= Ilias Kyriazis =

Comic creator

Ilias Kyriazis (Ηλίας Κυριαζής; born 1978 in Athens, Greece) is a comic book writer and artist. He is widely known in Greece for his comic series Blood Opera and Manifesto (both of which published in the Greek comic magazine 9 of Eleftherotypia). and since 2008 he's been working for American publishers, mainly IDW and DC's Zuda.

==Career==
Ilias Kyriazis has been drawing comics since a young age and in 2001 he won the 1st award of the new artists category in the 1st panhellenic comics contest of 9. The same year, he started collaborating with the magazine, illustrating the series Se Vlepo.

The Blood Opera series was concluded in three consecutive issues (# 134- 136), and was published, along with drafts, in 2004 from Syllogi Ennea (9 Collection) of the newspaper. Manifesto was published in a collected form in 2005 by the same publishers, while continuing as a series in 9 to this day. Earlier, he had created the Blockbuster comic series, while now he also keeps a one-page strip called Ena Tsigaro Chronos (One Cigarette's Time) with Tassos Papaioannou.

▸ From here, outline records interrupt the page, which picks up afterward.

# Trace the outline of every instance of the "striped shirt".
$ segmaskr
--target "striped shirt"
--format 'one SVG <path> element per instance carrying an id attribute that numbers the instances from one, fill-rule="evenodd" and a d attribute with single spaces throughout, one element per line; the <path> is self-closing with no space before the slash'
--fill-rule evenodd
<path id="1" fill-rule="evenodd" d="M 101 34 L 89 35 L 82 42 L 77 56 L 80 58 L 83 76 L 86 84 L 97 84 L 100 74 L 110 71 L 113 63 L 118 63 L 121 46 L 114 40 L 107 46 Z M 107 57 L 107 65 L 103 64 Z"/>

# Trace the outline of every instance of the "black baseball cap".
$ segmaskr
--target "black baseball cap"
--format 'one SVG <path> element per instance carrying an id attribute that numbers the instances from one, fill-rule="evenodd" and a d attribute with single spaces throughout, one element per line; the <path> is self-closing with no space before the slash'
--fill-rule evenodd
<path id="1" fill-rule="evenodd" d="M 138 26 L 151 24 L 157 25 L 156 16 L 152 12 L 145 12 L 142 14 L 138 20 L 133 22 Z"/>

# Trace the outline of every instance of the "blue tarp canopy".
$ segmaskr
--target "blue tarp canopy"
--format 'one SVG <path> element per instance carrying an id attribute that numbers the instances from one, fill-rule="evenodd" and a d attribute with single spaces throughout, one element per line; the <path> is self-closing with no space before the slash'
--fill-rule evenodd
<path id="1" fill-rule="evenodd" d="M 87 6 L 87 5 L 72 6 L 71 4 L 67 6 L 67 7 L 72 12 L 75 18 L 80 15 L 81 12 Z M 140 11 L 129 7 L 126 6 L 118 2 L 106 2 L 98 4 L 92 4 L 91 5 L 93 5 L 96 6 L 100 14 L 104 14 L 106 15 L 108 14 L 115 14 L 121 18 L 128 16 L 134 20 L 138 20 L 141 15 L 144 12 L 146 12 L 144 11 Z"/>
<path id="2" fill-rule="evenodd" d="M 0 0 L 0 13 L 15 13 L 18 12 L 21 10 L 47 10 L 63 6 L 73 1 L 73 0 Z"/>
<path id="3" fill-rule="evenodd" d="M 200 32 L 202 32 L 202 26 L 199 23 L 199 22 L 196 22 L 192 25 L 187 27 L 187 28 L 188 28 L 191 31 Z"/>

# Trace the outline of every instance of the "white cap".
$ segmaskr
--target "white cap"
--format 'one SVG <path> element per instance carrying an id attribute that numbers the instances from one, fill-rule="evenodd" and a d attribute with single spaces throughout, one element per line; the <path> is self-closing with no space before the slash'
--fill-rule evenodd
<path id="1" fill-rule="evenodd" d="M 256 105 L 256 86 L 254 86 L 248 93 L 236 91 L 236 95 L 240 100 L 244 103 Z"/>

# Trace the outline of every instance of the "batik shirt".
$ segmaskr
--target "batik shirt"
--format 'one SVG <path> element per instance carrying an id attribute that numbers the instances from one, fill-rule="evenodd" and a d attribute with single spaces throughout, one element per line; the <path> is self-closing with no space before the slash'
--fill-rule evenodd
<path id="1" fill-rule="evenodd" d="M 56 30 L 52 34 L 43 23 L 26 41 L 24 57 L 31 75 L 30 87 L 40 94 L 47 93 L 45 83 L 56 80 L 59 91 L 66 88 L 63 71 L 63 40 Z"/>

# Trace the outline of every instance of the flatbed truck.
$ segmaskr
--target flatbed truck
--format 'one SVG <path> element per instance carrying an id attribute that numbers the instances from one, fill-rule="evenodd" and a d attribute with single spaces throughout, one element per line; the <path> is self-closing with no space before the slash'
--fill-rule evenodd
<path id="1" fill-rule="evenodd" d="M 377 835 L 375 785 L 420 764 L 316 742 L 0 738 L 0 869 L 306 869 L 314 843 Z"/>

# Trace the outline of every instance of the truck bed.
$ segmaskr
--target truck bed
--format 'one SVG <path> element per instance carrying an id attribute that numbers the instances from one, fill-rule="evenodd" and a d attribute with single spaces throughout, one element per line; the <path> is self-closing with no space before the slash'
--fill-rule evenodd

He often collaborates with the latter outside the context of 9, through Papaioannou's giganto books, which has published the comics Tourta (Cake), in 2006, by the two together, as well as Blast Comics, being an anthology with work of comic artists from Greece, America and Turkey, and rumored to be a project conceived and organized by Kyriazes himself.

In late 2005, he published issue #0 of Gin 747 (self-published) containing comics in the English language, with Vasilis Lolos and Vasilis Bibas.

In April 2008, his webcomic, Melody, was added to the Zuda comics lineup.